Squeaky Bean
- Type: Private
- Industry: Vegan Food
- Founded: 2018; 8 years ago
- Headquarters: Redhill, Surrey, United Kingdom;
- Products: Meat analogue
- Owner: The Compleat Food group
- Number of employees: 200+
- Website: www.squeakybean.co.uk

= Squeaky Bean =

British vegan food company

Squeaky Bean is a British vegan food company and began trading in 2019. It is owned by the British food manufacture company Winterbotham Darby and is based in Redhill, Surrey, United Kingdom. The company experienced rapid expansion from just three products into a multiproduct brand stocked in British supermarkets. The brand significantly expanded its distribution capabilities following the growth and receiving millions of pounds worth of investment. In 2021, it was reported that the brand had amassed a turnover of £7.5 million.

==History==
Squeaky Bean is known for creating vegan deli slices and chicken-style pieces from plant-based ingredients. Despite the "Squeaky Bean" brand name, beans are not a main ingredient in their products. It is wholly owned by chilled foods manufacturing company, Winterbotham Darby. It is an acquisition of PAI Partners and together with Addo Food Group they form The Compleat Food Group. Squeaky Bean products were originally produced at a food production facility in the Netherlands for sale in the UK.

Squeaky Bean officially began trading with sales of produce in January 2019. The brand originally launched with three SKUs: satay kievs, fishless fingers and nuggets. In a press release, Squeaky Bean's promotional team stated that they were "inspired" by vegan options while dining out, but were "bored" by vegan foods in supermarkets. Their business strategy was to bring "childhood favourites" to the supermarkets and give vegans more "indulgent" food choices. Squeaky Bean try to recreate the taste and appearance of real meat, with Augustine stating "it's a misconception that vegans and vegetarians don’t want to eat products that taste and look like meat." The brand has created junk food options to attract consumers not interested in the healthy lifestyle aspect traditionally associated with the vegan food category.

Squeaky Bean changed its branding, logo and packaging in their second year of trading. They also ceased use of their "100% dirty vegan" slogan. They also launched a range of ready-to-eat products. The company experienced rapid growth in its early years of trading, especially in 2021. In 2020, the brand received a £6 million investment and opened its first British manufacturing site in Bicester. Squeaky Bean's distribution increased five fold that year. In November 2020, the brand significantly expanded its range with six new products. In 2021, food industry magazine The Grocer valued Squeaky Bean's annual sales at £7.5 million. Vegan food sales continued to rise and Squeaky Bean struggled to meet demand. The company reported a sales increase of 222% year-on-year sales for the month of January 2021. In 2021, Winterbotham Darby invested £5 million in a second manufacturing site in Milton Keynes to expand their supply power.

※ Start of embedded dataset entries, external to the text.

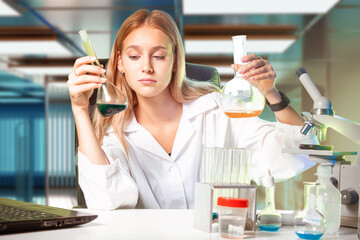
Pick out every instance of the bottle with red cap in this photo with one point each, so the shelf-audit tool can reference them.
(232, 216)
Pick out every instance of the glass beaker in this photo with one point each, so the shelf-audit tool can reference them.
(109, 100)
(309, 223)
(239, 98)
(269, 219)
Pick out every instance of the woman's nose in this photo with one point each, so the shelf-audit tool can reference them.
(148, 68)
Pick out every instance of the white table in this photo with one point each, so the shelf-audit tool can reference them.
(151, 224)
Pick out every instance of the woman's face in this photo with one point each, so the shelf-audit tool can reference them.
(147, 60)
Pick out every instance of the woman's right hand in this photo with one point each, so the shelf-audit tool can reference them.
(82, 81)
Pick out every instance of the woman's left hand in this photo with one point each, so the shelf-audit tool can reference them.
(257, 70)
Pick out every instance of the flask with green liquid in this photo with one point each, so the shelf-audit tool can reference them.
(109, 100)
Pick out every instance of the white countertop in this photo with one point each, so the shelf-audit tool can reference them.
(151, 224)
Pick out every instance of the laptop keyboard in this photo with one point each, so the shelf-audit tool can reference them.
(11, 213)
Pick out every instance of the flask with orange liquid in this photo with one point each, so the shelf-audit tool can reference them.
(239, 98)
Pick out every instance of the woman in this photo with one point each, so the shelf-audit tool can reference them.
(148, 156)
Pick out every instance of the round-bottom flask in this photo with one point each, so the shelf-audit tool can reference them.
(309, 223)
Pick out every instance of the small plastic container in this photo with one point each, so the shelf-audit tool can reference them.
(232, 216)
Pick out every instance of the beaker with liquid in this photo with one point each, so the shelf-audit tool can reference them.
(109, 100)
(239, 98)
(309, 223)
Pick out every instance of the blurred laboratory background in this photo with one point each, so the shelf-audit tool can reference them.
(39, 43)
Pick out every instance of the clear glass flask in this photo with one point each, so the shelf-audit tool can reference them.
(269, 219)
(239, 98)
(328, 199)
(109, 100)
(309, 223)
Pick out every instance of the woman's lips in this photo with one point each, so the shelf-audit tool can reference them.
(147, 81)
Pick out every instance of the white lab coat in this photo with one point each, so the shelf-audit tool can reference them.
(150, 178)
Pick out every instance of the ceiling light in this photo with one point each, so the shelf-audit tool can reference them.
(31, 47)
(215, 7)
(42, 66)
(225, 47)
(16, 41)
(8, 11)
(38, 70)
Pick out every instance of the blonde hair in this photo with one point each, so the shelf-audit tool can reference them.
(181, 88)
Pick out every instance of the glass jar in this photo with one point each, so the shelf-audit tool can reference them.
(269, 219)
(232, 216)
(309, 223)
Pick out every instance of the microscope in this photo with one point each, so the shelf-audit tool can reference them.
(346, 174)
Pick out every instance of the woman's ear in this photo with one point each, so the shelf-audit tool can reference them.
(119, 64)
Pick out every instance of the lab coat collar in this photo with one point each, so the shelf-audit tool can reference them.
(144, 140)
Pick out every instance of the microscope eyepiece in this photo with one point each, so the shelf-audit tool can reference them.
(300, 72)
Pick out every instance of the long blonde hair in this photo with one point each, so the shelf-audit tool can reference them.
(181, 88)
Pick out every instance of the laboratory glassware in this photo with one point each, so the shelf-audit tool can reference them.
(309, 223)
(269, 219)
(239, 98)
(109, 100)
(232, 216)
(328, 199)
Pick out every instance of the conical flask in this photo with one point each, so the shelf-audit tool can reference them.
(239, 98)
(109, 100)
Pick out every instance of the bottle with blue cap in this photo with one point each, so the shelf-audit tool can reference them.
(269, 219)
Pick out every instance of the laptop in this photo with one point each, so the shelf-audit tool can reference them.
(18, 216)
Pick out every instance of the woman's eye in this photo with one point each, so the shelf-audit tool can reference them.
(134, 57)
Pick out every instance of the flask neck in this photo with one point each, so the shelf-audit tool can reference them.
(269, 195)
(239, 44)
(310, 196)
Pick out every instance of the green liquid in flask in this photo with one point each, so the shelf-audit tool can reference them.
(107, 110)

During the COVID-19 pandemic, the brand launched the "Squeaky Bean Plant-Based Box". The venture was a home delivery service which offered consumers a box of plant-based products during lockdowns. In 2020, they added a potato tortilla to their range. In May 2021, the company expanded into manufacturing dipping sauces. They launched three new dips in a partnership with The Co-operative Group. In June 2021, Squeaky Bean partnered with fellow vegan brand Crackd for a new product launch. Crackd produces a vegan egg alternative, which Squeaky Bean began using in their Scotch egg style product. In October 2021, Squeaky Bean announced their continued expansion in the deli-style slices category, via a deal with Sainsburys. Squeaky Bean's focus on lunchbox snacks was to promote a "plant hour" initiative, in which more people eat vegan food on their lunch breaks. In November 2021, it was announced that Squeaky Bean had created their first vegan cheese product, a New Yorker–style sandwich filling. It was also the first time a vegan brand had packaged a meat substitute and vegan cheese together. In 2022, their parent company Winterbotham Darby, listed the brand as selling twenty SKUs in more than four major British supermarkets.

In February 2021, for its work on Squeaky Bean, Winterbotham Darby won the "Plant-Based Manufacturing Company of the Year" accolade at the Food Manufacture Excellence awards. In September 2021, Squeaky Bean created a publicity stunt when it partnered with social media influencers to create an online project in the style of a reality television series. Squeaky Bean created the "Squeaky House" inside a mansion and moved seven influencers into the house. There they lived and competed with each other in vegan-themed cooking challenges.